Not everything has started to come together quite yet, although some of this has to do with my knowledge of where this is headed: I have to imagine, for example, that the “Willow is becoming evil” foreshadowing would be less obvious if I hadn’t seen the box/disc art that confirms such a thing. However, “After Life” manages to spin Buffy’s return into something that is both sustainable and powerful, allowing the series to return to its basic rhythms while simultaneously upending all interpersonal relationships. While everyone is aware that Buffy is fighting both literal and psychological demons, the majority of our heroes are unaware that those psychological demons are more present and “real” than they imagine. Those flaming barrels and overturned cars didn’t just remind Buffy of hell: they were hell, at least for her, and that reality (if not the way the story was told in “Bargaining”) has a great deal of dramatic potential.
Of course, given the nature of this project, this could all be unwritten in time, the potential unrealized and these broad strokes more disruptive and enriching. However, that’s just par for the course, so we’ll see to what degree “After Life” is retroactively framed as we venture further into the sixth season.
- I plan on watching a few more episodes before returning to the project next week – it’ll probably be late next week again, as it’s a busy screener season still, but I do plan on a more regular schedule after that point.

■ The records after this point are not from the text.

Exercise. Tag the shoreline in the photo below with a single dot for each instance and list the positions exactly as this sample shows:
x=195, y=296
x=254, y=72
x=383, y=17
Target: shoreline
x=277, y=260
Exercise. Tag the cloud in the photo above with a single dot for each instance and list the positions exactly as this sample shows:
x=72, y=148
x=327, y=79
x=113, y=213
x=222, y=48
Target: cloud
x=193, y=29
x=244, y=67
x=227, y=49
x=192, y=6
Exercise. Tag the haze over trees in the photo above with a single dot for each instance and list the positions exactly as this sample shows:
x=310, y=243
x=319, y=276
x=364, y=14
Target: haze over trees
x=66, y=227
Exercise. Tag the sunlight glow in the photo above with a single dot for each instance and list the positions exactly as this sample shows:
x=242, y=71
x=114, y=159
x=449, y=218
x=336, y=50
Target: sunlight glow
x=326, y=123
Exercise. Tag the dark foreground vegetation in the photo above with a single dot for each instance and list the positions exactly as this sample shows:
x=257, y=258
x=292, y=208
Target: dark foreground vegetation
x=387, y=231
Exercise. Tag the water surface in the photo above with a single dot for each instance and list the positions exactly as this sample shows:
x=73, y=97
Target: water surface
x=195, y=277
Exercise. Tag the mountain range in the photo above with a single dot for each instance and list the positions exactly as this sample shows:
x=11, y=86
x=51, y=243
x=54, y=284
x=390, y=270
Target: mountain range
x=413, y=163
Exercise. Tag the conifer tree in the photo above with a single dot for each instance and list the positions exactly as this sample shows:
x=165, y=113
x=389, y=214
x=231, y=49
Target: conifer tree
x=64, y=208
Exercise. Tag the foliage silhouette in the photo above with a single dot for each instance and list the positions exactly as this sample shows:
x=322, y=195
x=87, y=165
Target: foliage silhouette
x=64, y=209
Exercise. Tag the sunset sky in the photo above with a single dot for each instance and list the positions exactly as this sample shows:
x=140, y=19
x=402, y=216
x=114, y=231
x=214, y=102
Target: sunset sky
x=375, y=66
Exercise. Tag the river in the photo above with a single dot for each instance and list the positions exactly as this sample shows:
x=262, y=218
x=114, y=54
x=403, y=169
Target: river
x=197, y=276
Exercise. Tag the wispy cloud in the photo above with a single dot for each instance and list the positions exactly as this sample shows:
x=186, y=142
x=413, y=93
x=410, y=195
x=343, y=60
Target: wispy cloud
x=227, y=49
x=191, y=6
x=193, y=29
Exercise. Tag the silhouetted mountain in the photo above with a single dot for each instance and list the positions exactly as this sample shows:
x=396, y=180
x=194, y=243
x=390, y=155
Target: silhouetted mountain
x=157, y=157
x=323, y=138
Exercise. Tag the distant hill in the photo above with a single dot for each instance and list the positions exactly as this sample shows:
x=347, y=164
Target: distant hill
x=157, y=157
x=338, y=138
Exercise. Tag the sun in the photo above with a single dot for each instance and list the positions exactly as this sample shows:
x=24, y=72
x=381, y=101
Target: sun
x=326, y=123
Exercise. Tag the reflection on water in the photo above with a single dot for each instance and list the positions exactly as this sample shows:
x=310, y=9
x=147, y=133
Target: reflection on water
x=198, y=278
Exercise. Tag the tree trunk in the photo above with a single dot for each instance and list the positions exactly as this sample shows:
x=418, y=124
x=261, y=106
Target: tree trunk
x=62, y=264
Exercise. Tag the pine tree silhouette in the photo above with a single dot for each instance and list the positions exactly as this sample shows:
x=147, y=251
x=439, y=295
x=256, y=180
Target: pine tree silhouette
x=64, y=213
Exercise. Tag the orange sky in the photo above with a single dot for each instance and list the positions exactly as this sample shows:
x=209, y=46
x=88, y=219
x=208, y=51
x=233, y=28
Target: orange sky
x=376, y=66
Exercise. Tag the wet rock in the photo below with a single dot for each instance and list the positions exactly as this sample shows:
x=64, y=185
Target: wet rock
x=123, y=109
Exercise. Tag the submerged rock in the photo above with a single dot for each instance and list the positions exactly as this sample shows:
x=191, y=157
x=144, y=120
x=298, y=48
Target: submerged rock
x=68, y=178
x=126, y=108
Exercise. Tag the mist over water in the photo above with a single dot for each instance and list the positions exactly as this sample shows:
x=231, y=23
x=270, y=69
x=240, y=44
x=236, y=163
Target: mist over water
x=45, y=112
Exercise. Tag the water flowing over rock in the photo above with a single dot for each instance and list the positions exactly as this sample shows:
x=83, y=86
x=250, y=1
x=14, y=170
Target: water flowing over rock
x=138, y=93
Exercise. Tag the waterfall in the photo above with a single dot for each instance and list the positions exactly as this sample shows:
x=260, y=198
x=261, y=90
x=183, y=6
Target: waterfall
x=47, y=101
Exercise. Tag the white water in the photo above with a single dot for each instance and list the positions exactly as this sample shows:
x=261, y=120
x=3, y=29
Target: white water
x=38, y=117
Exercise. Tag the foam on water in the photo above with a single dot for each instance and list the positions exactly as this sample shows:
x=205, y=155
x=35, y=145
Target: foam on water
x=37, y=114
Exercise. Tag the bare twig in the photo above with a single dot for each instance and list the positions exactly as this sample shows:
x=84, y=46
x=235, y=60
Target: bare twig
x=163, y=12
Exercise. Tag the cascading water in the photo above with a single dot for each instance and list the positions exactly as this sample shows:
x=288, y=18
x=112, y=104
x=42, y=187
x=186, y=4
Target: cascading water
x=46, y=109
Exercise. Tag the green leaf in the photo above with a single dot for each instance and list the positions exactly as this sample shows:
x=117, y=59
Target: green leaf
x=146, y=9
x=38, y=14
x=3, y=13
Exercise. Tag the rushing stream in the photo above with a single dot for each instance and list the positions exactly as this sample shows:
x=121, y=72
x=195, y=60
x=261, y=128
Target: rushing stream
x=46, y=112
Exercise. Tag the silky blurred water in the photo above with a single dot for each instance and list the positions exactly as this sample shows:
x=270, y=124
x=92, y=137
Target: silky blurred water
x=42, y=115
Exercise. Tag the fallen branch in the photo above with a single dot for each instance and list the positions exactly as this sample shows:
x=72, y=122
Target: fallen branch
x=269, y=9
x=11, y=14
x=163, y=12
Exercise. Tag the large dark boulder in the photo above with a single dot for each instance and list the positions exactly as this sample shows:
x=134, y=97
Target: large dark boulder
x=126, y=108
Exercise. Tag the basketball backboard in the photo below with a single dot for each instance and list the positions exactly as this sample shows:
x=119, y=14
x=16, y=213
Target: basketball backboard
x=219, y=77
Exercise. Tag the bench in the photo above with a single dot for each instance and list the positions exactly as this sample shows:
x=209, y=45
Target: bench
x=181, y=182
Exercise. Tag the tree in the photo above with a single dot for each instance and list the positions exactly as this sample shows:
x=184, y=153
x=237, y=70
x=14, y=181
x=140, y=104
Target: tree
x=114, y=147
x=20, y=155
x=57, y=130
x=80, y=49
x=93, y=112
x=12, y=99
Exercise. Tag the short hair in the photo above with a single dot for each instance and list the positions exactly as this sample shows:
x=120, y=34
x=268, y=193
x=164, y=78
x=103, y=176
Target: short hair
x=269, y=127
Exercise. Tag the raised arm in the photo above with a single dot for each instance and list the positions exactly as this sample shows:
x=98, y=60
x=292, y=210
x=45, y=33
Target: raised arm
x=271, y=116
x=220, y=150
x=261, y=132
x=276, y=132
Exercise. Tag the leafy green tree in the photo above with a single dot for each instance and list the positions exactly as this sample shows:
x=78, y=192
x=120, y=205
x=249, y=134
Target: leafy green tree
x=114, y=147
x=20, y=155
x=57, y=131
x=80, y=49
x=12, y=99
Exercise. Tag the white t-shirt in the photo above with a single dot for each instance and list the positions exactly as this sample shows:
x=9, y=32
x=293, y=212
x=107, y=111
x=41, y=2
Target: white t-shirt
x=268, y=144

- Some fine work by the entire cast here, I though, but James Marsters is doing a fine job of drawing out the subtleties in Spike’s response to all of this. He’s the most skeptical of the entire process but also perhaps the most overjoyed at its result, resulting in some compelling inner conflict that can’t help but bubble to the surface. His knowledge of Buffy’s secret should only heighten this, so very curious to see how Spike develops this season.
- Anyone else find the end of the cold open almost obnoxiously abrupt? I get that they’re carrying over directly from the premiere, but it just felt very rushed (and sort of tonally off from the rest of the episode, if consistent with “Bargaining”).
- Given our discussion last week about Anthony Stewart Head wanting some time with his family and thus a reduced workload, not surprising that the phone call with Willow is handled off-screen, but it still made for some awkward exposition which made the call seem like a missed opportunity. Plus, I find it hard to believe that Giles wouldn’t immediately rush back out of concern, but such are logistics I guess.
- Anya’s little rant about the bookstore turned coffee shop, ending with “It’s like evolution without the getting better part,” seemed almost meta, although I might be reading too far into it. Perhaps Espenson just has a grudge against Starbucks (which would be understandable).
- Speaking of Espenson, I thought this was a really sharply written outing even in spaces where the plot sort of got in the way. The various possessions were very broad on a plot level, making the metaphorical into the real, but there was a very visceral quality to the dialogue that kept it grounded and creepy instead of seeming too obvious. That’s partly in performance/effects, of course, but the material was strong as well.
- I’m hoping to find a way to use “Rolling in Puppies” in casual conversation.